Toting Tomes Across the Wall
FROM tragedy to poem unlimited, as 'twere, the big-shot correspondents dwelt upon every aspect of the Berlin barricade, and left untouched the best story of them all! Stay tuned here for reliable information! I have little to go on, really, because of the wretched incompetency of the media, so I'll make up a name and call him Gunther Harnschlagen. He lives in East Berlin. Now that we have a name for the gentleman we can feel chummy toward him, so let us proceed: It seems that Herr Harnschlagen learned that the infamous Berlin Wall was about to open and that once again there would be freedom to come and go. This was good news to him - but not because it signaled the fading of communism, or presaged the flowering of a new democracy, or because he desired any political communication with the West. Not at all.
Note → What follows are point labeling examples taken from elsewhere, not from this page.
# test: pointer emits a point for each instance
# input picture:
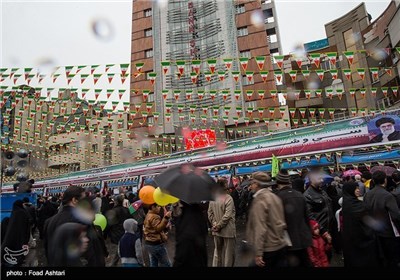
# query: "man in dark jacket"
(383, 208)
(70, 201)
(296, 217)
(319, 205)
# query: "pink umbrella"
(387, 169)
(351, 173)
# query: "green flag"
(275, 166)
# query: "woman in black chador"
(359, 243)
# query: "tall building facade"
(187, 36)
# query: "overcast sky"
(43, 33)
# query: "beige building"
(65, 134)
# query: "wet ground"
(36, 255)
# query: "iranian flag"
(55, 76)
(84, 77)
(189, 94)
(29, 79)
(274, 94)
(316, 59)
(164, 93)
(292, 112)
(121, 93)
(329, 93)
(373, 91)
(384, 91)
(352, 92)
(221, 75)
(350, 56)
(208, 75)
(165, 66)
(145, 93)
(93, 68)
(108, 66)
(84, 92)
(279, 60)
(264, 75)
(225, 94)
(334, 73)
(297, 94)
(374, 72)
(212, 63)
(260, 111)
(278, 76)
(123, 77)
(293, 75)
(205, 109)
(236, 75)
(228, 63)
(312, 113)
(282, 111)
(320, 73)
(244, 62)
(110, 76)
(332, 57)
(306, 73)
(17, 76)
(238, 111)
(249, 94)
(249, 75)
(213, 94)
(97, 93)
(237, 94)
(181, 66)
(200, 94)
(361, 73)
(196, 64)
(124, 68)
(347, 73)
(339, 92)
(363, 92)
(260, 60)
(96, 78)
(152, 76)
(395, 90)
(177, 93)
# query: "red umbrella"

But Herr Harnschlagen was most eager to pass, once again, into West Berlin, for he had a special errand there. All his friends and neighbors were equally eager, but not with the same driving passion. He was one of the first to go over, once a way was opened, and with purposeful stride he walked briskly along into West Berlin, soon being far ahead of those who started with him. The others paused to take deep breaths at their privilege, to look into shop windows, to shake hands with West Berliners they met, and to express joy at the first promise of a reunited Germany. Not Gunther. He just kept on going.
He came to the Kreuzberg precinct of West Berlin, made the correct corner, and came to the American Memorial Library. He entered the library, approached the librarian's desk, and turned in some books he had borrowed 28 years ago, just before the wall was built. Unable to return them until this moment, he apologized for the delay - and that's about all I can tell you.
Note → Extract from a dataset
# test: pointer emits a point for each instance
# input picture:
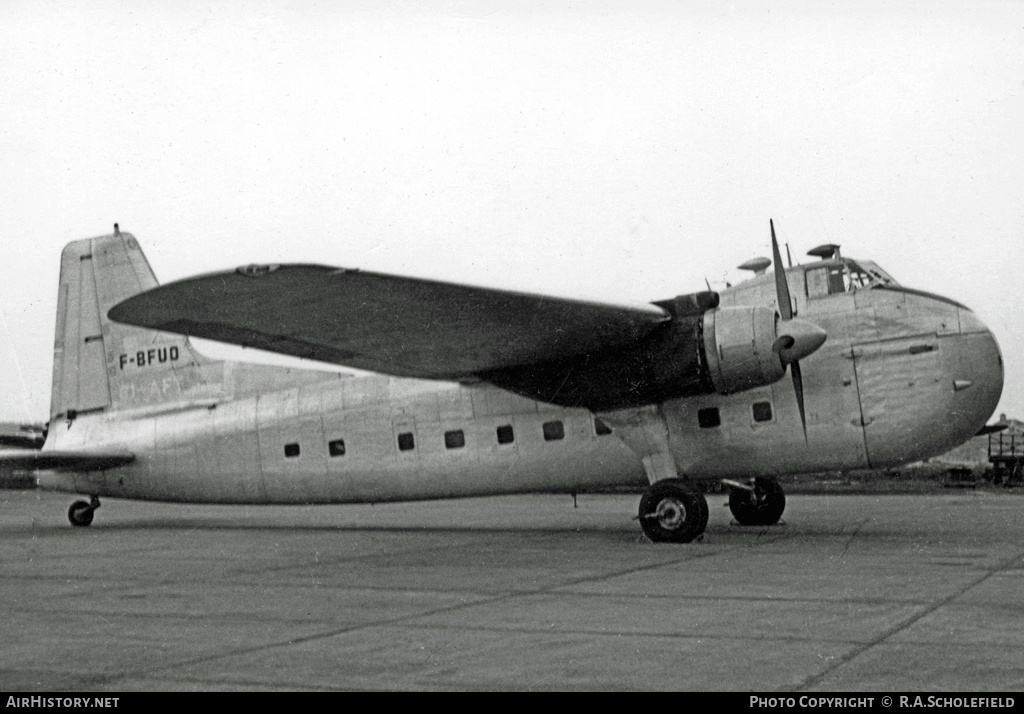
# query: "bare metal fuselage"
(903, 376)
``A lassie!'' as Bobbie Burns said upon first looking at Bonnie Annie Laurie. I can, however, tell you this: If I owned any kind of a journal of note, I would now call an editorial conference, and I would back my foreign editor against the wall and bawl the daylights out of him. I would tell him to get the Bonn correspondent on the fax. ``Where,'' I would shout, ``is the rest of this story?''
What is the real name of Gunther Harnschlagen, and where in East Berlin does he live?
What did he do with these books for 28 years? Did he circulate them secretly among neighbors and friends, when other books were banned?
What were the titles? The subject matter? Was there (hope against hope!) a how-to-do-it book that would cheat dreary time? Were they romances? Technical treatises? Poetry?
What did the librarian say?
And did Gunther have to pay fines on overdue books?
As of now, we do not know because the media hasn't told us. Every other ``angle'' about the wall has been covered and recovered - one dispatch went away back to Napoleon to explain historical maneuvers otherwise forgotten. So, too, will the Berlin Wall be forgotten until one day school teachers will need to prod nodding pupils so they'll read about it. Where? In books. Books are not absolutely dead things, as has been said before my time, but have a way of living on and on, and there is tremendous precept in the magnificent truth that behind the Wall there dwelt an informed and willing student who held a library card and kept thinking about it for 28 years.
Here in Maine one may beat his wife and even poach a moose without any loud public outcry or unusual punishment. But there is no disgrace heavier than the shame that sits upon one who keeps a book out longer than two weeks. Wars and rumors of wars and political clash of ideologies are no excuse. I once returned a book and it got put back on the wrong shelf, so I know. The postal card from the librarian rebuked me completely. I was expected to replace the book. Long out of print, it was hard to find, and the second-hand man said he might find one in time, and it would be $85. I was saved when the book was refound, but I'm not about to forget my library peccadillo and the $85. I submit that Herr Gunther Harnschlagen, whatever his name may be, is the literary and cultural hero of the year, and that he deserves better treatment in history than he got in the papers.